Si de lo que se trata es de estar a la altura del siglo actual, quizás sean otras cuestiones las que debieran abordarse y, seguramente, no para reducir derechos sino para ampliarlos de conformidad con el principio de progresividad que, cuanto menos, impide la disminución del grado de protección alcanzado (no regresividad).
El reclamo por un máximo de 8 horas diarias y 48 semanales, tuvo su origen en el siglo XIX, cuya consagración en nuestro país fue en 1929 (Ley 11.544), en el mismo año de inicio de la gran crisis mundial. ¿No es momento, entonces, de reconsiderar el régimen de jornada de trabajo?
La reducción del tiempo de labor no sólo importaría una mejora en la calidad de vida, sino que promovería la generación de empleo e impactaría positivamente en la disminución de los riesgos del trabajo.
La participación en las ganancias es un derecho establecido en nuestra Constitución Nacional, cuyo reconocimiento efectivo sigue siendo resistido por el sector empresario.
En un año en el cual se reclama un accionar mancomunado para reactivar la producción, en que el salario real arrastra una caída sustantiva y la ronda paritaria está seriamente demorada, sería oportuno incorporar ese tema a las negociaciones –contando con una ley que estableciera pautas mínimas para instar a esa discusión- favoreciendo, a su vez, una razonable implementación de cuestiones atinentes a la productividad y la competitividad.

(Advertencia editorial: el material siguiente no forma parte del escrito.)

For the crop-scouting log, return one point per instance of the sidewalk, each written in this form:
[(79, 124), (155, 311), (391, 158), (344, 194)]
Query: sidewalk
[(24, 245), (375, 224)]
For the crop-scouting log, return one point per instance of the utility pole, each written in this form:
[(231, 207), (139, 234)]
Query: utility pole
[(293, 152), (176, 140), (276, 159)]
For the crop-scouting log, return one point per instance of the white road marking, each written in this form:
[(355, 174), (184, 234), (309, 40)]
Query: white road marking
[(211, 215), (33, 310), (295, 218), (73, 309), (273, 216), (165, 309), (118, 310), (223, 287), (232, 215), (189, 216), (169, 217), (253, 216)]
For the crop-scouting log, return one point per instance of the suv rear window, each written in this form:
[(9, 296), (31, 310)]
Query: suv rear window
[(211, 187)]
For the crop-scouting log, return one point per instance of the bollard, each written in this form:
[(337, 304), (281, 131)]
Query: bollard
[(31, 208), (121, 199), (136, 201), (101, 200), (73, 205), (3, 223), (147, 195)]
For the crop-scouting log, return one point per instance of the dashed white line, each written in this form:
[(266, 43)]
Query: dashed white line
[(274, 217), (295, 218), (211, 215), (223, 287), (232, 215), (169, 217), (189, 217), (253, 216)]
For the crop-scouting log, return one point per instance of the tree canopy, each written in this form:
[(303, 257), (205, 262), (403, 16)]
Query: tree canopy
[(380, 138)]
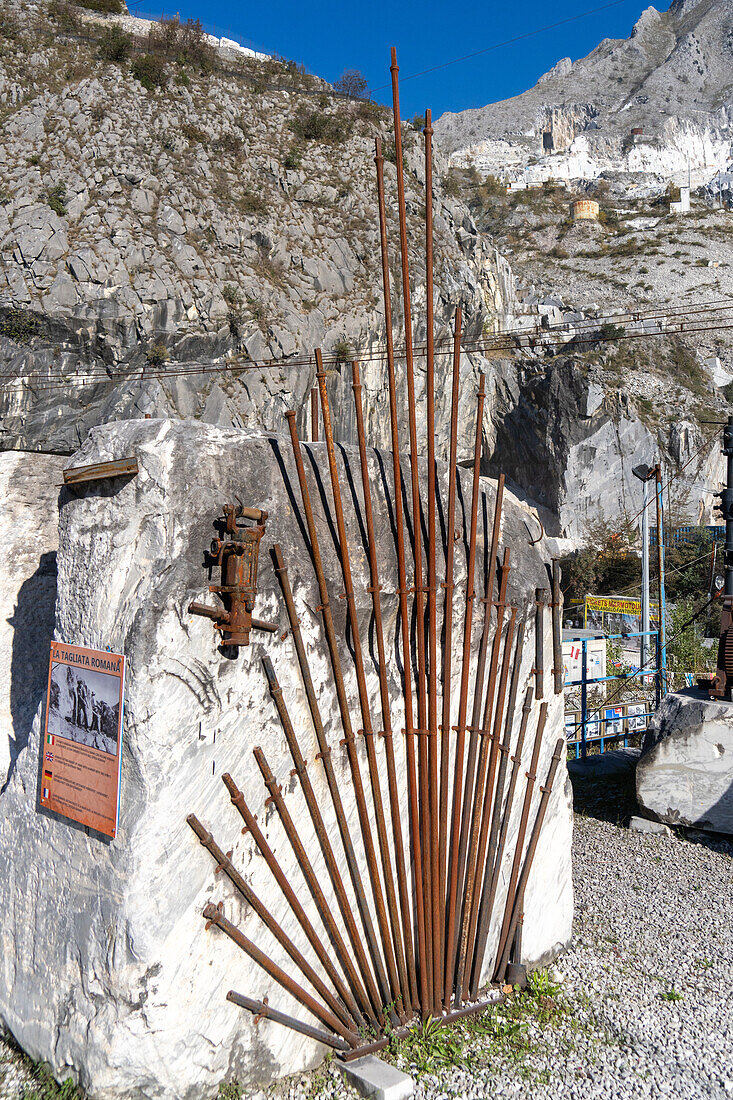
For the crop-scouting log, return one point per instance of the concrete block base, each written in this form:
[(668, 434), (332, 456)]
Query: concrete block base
[(374, 1078)]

Alentar esperanzas no es mero voluntarismo
Las inesperadas experiencias que vivimos han creado innumerables dificultades, nos han puesto a prueba para sortear situaciones que nunca imaginamos y revelado que era factible lo que creíamos imposible.
Lejos de concluir en un fatal determinismo que no albergue esperanzas de un mejor vivir o que sólo permita la búsqueda de la salvación individual, hoy más que nunca se advierte que son imprescindibles los comportamientos solidarios, que es fundamental la actuación colectiva y la disposición para atrevernos a vencer preconceptos planteados como verdades absolutas.
Que nada será igual abre un interrogante sobre el porvenir, como también una oportunidad para proponernos iniciar una nueva etapa de superación y ampliación de derechos, que constituye un claro desafío en el rediseñamiento de las relaciones sociales y de producción.